Portrait Retouching - The Good, The Bad and the Truly Execrable
/This is not a screed against portrait retouching. Whether you retouch portraits is entirely your business and to some extent, the business of the model. It is a screed against laziness while acknowledging truth in advertising.
Great retouching is an art. It takes a lot of time to be consistently good at the process and while the tools have become easier to use, technology, however good still is really only a type of brush for the artist. I am a decent retoucher on my best day, there are lots of people who have put in more time, built more skill and do a way better job. My frustration lies in the illusion perpetrated by an increasing number of software providers that their product will give you perfect portraits or make you an expert retoucher in minutes.

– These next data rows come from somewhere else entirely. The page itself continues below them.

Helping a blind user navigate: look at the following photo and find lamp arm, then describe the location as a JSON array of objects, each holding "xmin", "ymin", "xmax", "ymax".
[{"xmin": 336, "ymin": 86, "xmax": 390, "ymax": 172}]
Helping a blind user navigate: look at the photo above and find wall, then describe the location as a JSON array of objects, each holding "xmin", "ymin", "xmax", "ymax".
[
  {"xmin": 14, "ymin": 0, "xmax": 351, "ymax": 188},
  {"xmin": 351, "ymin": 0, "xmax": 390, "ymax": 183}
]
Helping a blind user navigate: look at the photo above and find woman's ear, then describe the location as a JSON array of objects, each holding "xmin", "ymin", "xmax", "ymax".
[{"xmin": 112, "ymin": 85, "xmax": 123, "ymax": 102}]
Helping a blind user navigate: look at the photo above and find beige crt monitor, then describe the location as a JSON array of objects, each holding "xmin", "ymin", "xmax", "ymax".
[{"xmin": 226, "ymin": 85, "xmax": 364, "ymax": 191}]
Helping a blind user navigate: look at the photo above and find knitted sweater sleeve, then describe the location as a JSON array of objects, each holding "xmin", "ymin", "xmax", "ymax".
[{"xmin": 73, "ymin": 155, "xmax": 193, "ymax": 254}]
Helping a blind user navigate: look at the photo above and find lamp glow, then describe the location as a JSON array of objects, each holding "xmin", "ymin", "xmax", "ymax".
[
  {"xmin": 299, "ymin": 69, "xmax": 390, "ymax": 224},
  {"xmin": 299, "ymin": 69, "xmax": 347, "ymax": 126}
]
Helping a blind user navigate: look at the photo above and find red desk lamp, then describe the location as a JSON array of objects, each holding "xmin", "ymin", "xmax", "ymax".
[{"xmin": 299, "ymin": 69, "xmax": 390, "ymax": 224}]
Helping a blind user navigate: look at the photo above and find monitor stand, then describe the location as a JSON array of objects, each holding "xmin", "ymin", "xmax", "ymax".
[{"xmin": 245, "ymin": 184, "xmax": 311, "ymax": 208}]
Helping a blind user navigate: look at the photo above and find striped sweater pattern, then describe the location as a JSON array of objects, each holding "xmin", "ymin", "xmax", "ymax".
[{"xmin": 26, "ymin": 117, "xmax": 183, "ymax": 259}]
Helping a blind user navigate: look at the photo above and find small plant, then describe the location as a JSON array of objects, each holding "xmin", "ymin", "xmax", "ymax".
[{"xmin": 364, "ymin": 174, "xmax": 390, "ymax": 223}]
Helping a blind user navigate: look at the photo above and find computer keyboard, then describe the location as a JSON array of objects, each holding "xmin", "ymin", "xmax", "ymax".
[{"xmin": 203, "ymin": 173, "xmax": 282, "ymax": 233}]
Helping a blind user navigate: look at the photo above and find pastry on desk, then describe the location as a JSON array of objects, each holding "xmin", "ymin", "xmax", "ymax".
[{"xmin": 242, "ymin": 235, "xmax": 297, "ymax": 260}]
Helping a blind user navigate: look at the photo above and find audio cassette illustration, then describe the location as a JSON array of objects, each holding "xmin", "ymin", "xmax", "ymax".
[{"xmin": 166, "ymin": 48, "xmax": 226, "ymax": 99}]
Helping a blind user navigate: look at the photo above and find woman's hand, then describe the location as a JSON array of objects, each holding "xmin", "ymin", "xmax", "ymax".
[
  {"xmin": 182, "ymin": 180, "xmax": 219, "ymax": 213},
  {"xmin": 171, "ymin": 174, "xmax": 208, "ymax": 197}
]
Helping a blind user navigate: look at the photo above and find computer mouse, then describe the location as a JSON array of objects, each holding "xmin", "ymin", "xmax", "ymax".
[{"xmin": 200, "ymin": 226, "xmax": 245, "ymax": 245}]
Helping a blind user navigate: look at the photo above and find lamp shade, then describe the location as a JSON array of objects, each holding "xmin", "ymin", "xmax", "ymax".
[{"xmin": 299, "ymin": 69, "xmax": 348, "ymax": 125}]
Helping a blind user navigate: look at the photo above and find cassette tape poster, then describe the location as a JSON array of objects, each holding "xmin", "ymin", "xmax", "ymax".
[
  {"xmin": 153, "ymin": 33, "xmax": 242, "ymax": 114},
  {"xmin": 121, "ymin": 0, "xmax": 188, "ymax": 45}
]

As Heinlein wrote a very long time ago, TANSTAFFL - there ain't no such thing as a free lunch. I admit that I have downloaded trials of some of these commercial packages and in every case, they are all very much like using a cannon to go after a rat. You will get the rat, but you will also leave at least one large smoking crater behind as well.
Take a close look at the images in the ads. To credit the vendors, the ads are accurate. Where real people have blemishes, pores, zits, bushy eyebrows, dry lips, yellow teeth, yellowed eye whites, facial hair, ear hair, nose hair and myriad other alleged sins of existence, the retouched photos have none of these things. Unfortunately they look like they've been retouched with driveway brush and bear little resemblance to the real person.
Every human is critical of how he or she looks in photographs to some extent and we all have some foible, however minuscule that we believe shouts from the rooftops, that we would prefer was never seen nor heard from ever again. A great retoucher can make the adjustments to manage these things without making the model look like a reject from Madame Tussaud's Wax Museum.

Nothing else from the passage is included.